The most commonly used models for word embeddings are [word2vec](https://github.com/dav/word2vec/) and [GloVe](https://nlp.stanford.edu/projects/glove/) which are both unsupervised approaches based on the distributional hypothesis (words that occur in the same contexts tend to have similar meanings).


![Замещающий текст](https://developers.google.com/machine-learning/crash-course/images/linear-relationships.svg)
Image from [developers.google.com](https://developers.google.com/machine-learning/crash-course/embeddings/translating-to-a-lower-dimensional-space)

Word2Vec vectors even allow some mathematic operations on vectors.

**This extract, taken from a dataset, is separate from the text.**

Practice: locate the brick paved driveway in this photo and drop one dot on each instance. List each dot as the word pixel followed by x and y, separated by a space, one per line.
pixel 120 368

For example, in this operation we are using word2vec vectors for each word:

**king - man + woman = queen**

Another word embedding method is **Glove** (“Global Vectors”). It is based on matrix factorization techniques on the word-context matrix. It first constructs a large matrix of (words x context) co-occurrence information, i.e. for each “word” (the rows), you count how frequently we see this word in some “context” (the columns) in a large corpus. Then this matrix is factorized to a lower-dimensional (word x features) matrix, where each row now stores a vector representation for each word. In general, this is done by minimizing a “reconstruction loss”. This loss tries to find the lower-dimensional representations which can explain most of the variance in the high-dimensional data.

In [1]:
!pip install gensim

Collecting gensim
  Downloading gensim-4.3.3-cp312-cp312-macosx_11_0_arm64.whl.metadata (8.1 kB)
Collecting numpy<2.0,>=1.18.5 (from gensim)
  Downloading numpy-1.26.4-cp312-cp312-macosx_11_0_arm64.whl.metadata (61 kB)
Collecting scipy<1.14.0,>=1.7.0 (from gensim)
  Downloading scipy-1.13.1-cp312-cp312-macosx_12_0_arm64.whl.metadata (60 kB)
Collecting smart-open>=1.8.1 (from gensim)
  Downloading smart_open-7.0.4-py3-none-any.whl.metadata (23 kB)
Collecting wrapt (from smart-open>=1.8.1->gensim)
  Downloading wrapt-1.16.0-cp312-cp312-macosx_11_0_arm64.whl.metadata (6.6 kB)
Downloading gensim-4.3.3-cp312-cp312-macosx_11_0_arm64.whl (24.0 MB)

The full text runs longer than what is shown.